Multiple reaction monitoring-mass spectrometry (MRM-MS) of peptides with stable isotope-labeled internal standards (SIS) is a quantitative assay for measuring proteins in complex biological matrices. These assays can be highly precise and quantitative, but the frequent occurrence of interferences require that MRM-MS data be manually reviewed by an expert. The AuDIT module implements an algorithm that, in an automated manner, identifies inaccurate transition data based on the presence of interfering signal or inconsistent recovery between replicate samples. AuDIT reduces the time required for manual, subjective inspection of data, improves the overall accuracy of data analysis, and is easily implemented into the standard data analysis workflow.
Development of targeted MS-based assays for detecting and quantifying changes in protein levels requires identification of peptides to use as quantitative surrogates for each candidate protein. The enhanced signature peptide predictor (ESPPredictor module) provides a means of predicting such 'signature peptides' from sequence alone.
For the analysis of LC-MS data, GenePattern provides support for the algorithms defined by PEPPeR, a Platform for Experimental Proteomic Pattern Recognition:
Landmark matching is a method to propagate identified peptides over time onto accurate mass LC-MS features in such a way as to maximize total identified peptides from disparate data acquisition methods. Using a combination of accurate mass and local retention time information it is possible to determine the likely identification of an unknown peak based on its relative location to known peaks.
Peak matching attempts to group similar features (or peaks) across multiple LC-MS sample runs by incorporating m/z and retention time (RT) variation. Although peak matching can be performed on virtually any type of LC-MS data, it is typically performed after landmark matching.
Supplemental materials for the PEPPeR modules include:
GenePattern's ProteoArray module provides the following support for the analysis of LC-MS data:
For a series of LC-MS experiments in mzXML format, GenePattern provides the ability to detect and align features across runs. This module is provided by Brian Piening of the Fred Hutchinson Cancer Research Center.
GenePattern provides the following support for the analysis of SELDI/MALDI data:
Quality assessment of the input spectrum as a function of the area under the spectrum and the area under the spectrum after removing the noise component of the signal.
Peak detection using digital convolution (moving window) filters, which applies smoothing, background correction, and peak enhancement filters to the spectrum before identifying final peak locations.
Spectra comparison, which filters the noise from two spectra and then compares the spectra using a cross correlation function.
A proteomics pipeline provides automated processing of SELDI/MALDI data. In addition to quality assessment and peak detection, the pipeline incorporates a range of normalization methods and sophisticated peak alignment algorithms for matching peaks across multiple samples. Starting with spectra from a set of samples, the pipeline outputs matched peaks as features, and normalized intensities of these peaks for each sample.
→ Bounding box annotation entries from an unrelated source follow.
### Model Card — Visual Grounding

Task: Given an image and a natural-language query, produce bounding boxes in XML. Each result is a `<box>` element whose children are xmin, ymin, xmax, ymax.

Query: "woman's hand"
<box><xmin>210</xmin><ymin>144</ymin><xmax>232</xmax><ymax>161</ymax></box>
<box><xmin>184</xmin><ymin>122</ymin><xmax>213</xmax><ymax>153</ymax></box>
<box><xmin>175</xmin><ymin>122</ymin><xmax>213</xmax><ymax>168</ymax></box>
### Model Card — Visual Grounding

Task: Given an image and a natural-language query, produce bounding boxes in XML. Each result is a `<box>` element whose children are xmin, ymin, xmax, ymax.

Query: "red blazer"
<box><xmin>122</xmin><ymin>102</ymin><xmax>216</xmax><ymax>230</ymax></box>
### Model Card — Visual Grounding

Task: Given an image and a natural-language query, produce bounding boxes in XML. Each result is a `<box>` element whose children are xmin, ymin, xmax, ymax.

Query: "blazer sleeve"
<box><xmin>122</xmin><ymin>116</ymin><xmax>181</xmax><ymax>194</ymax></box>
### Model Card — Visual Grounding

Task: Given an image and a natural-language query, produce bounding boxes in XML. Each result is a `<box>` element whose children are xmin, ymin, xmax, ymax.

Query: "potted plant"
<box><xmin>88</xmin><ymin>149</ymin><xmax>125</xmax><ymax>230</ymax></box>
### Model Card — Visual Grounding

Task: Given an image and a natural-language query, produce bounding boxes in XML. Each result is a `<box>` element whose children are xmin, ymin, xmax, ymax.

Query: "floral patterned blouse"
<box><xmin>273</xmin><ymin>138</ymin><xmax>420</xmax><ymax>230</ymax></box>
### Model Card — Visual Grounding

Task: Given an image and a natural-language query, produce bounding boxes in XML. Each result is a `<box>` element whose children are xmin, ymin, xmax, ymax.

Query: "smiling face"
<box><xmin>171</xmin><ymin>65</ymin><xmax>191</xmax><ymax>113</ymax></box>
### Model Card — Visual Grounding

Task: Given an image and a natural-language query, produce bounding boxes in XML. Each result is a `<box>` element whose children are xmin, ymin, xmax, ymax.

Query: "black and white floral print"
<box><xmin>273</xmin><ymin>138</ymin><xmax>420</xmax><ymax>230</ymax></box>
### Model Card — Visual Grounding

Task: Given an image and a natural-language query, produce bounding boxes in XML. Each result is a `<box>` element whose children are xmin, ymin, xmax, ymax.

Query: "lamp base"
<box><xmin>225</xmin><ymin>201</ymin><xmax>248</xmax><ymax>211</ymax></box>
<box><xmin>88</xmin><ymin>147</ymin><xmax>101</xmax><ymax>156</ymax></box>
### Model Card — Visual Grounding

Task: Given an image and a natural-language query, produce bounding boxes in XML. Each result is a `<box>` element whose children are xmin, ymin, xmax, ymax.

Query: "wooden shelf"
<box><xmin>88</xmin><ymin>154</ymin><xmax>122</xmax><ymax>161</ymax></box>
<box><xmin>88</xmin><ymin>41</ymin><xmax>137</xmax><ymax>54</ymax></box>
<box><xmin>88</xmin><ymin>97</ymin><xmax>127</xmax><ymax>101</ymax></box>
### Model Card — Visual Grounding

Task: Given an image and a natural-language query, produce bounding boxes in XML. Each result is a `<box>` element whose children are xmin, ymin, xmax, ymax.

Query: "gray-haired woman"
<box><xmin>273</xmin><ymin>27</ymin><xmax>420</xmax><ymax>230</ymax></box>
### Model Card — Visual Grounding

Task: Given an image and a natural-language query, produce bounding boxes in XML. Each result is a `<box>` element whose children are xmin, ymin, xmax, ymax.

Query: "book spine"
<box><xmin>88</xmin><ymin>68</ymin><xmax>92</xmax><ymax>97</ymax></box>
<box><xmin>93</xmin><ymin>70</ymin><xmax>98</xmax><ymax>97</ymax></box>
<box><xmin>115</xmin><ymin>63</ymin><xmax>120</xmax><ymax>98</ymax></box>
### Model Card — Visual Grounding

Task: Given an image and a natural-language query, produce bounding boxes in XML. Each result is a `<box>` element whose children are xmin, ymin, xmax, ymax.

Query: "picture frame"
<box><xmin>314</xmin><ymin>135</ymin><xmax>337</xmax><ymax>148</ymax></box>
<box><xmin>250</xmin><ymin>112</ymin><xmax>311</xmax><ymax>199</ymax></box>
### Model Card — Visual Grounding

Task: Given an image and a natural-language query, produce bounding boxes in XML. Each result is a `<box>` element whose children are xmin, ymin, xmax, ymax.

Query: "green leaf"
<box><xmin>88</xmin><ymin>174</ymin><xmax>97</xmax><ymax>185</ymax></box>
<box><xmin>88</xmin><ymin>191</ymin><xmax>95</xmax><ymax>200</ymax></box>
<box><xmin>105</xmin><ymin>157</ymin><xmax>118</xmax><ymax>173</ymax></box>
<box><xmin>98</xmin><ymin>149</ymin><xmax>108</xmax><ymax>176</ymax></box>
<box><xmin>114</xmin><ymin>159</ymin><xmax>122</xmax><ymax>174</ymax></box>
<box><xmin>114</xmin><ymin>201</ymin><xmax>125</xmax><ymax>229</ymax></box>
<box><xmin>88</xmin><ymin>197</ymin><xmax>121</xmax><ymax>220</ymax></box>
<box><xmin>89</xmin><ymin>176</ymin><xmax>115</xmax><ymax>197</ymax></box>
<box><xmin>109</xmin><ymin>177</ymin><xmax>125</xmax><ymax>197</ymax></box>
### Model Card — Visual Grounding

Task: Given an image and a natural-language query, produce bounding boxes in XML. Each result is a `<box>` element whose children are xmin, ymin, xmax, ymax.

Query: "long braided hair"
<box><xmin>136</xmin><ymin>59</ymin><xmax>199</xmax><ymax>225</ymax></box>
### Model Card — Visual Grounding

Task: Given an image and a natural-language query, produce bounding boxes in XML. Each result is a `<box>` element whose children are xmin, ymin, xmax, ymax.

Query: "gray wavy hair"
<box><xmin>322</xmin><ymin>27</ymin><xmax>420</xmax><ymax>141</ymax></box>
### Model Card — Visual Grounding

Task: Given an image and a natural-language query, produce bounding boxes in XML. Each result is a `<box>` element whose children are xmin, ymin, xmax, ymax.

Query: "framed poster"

Several aspects of the pipeline are fully customizable.
Integration with other GenePattern analysis modules. By representing peaks as features, the peak detection and proteomics pipeline modules create output files similar to those used as input for the modules that support gene expression analysis. Analyses such as clustering, classification, and differential marker selection are based on pattern recognition and applicable to the analysis of both proteomic data and gene expression data.
The modules for the analysis of SELDI/MALDI data are based on work published by Mani and Gillette in Proteomic Data Analysis: Pattern Recognition for Medical Diagnosis and Biomarker Discovery (Mehmed Kantardzic and Jozef Zurada (Eds.) Next Generation of Data Mining Applications, Wiley-IEEE Press).